Minimum Total Communication Distance

You are given a network of cities and a set of possible bidirectional connections between them. Each connection has an associated distance. Your task is to determine the minimum total distance required to connect all the cities so that communication can be established between any pair of cities. If it is impossible to connect all the cities, output -1.

This problem can be solved by building a minimum spanning tree (MST) of the graph. In an undirected graph \( G = (V, E) \), an MST is a subset of the edges that connects all the vertices together, without any cycles, and with the minimum possible total edge weight. A common approach to obtain an MST is Kruskal's algorithm using union-find (disjoint set union) data structure. The MST total weight is the sum of the weights of its edges.

inputFormat

The first line contains two space-separated integers \( n \) and \( m \), where \( n \) is the number of cities and \( m \) is the number of connections.

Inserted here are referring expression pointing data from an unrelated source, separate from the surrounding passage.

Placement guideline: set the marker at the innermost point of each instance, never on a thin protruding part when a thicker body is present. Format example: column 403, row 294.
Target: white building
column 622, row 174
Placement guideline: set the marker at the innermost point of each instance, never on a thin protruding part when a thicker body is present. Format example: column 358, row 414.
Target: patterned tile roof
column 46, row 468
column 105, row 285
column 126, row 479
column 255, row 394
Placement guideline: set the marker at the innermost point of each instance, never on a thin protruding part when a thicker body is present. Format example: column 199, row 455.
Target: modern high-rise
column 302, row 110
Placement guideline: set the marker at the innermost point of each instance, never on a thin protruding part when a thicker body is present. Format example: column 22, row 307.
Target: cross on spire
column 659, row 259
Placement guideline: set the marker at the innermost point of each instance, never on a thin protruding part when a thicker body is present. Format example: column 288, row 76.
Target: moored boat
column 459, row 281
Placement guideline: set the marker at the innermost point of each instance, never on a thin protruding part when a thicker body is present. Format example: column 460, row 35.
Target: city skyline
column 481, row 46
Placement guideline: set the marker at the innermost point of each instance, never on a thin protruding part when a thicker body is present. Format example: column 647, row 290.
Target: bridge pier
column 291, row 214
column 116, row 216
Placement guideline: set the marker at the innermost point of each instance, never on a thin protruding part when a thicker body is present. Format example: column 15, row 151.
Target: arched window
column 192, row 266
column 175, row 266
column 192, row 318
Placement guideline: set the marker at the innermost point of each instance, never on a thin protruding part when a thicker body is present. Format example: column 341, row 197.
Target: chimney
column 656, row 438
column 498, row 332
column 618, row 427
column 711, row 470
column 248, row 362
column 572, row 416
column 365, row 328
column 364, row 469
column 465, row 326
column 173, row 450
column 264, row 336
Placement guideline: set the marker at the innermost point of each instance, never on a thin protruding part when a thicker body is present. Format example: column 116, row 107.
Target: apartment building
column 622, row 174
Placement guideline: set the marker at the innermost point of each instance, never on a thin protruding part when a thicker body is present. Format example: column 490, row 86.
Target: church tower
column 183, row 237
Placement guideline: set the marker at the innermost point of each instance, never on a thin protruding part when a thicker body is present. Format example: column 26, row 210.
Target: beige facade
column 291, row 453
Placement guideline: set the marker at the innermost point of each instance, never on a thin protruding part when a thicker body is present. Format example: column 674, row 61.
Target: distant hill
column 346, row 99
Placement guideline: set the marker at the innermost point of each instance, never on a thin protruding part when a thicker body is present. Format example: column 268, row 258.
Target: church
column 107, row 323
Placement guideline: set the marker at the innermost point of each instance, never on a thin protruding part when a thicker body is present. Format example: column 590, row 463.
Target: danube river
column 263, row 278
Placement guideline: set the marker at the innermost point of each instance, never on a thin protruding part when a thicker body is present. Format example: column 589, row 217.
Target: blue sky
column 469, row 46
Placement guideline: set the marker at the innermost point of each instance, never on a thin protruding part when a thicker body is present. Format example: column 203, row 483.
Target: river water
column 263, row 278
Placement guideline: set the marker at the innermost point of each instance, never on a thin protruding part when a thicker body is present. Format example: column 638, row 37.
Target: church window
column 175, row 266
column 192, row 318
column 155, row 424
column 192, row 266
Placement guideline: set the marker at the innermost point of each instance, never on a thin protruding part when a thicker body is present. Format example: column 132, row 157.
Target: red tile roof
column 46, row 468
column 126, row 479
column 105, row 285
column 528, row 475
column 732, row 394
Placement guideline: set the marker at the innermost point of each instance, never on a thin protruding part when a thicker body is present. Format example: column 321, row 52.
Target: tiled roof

Each of the following \( m \) lines contains three space-separated integers \( u \), \( v \), and \( w \), representing a connection between city \( u \) and city \( v \) with distance \( w \). Cities are numbered from 1 to \( n \).

outputFormat

Output a single integer: the minimum total distance required to connect all the cities. If it is impossible to connect all cities, output -1.

4 5
1 2 3
1 3 1
1 4 4
2 4 2
3 4 5

6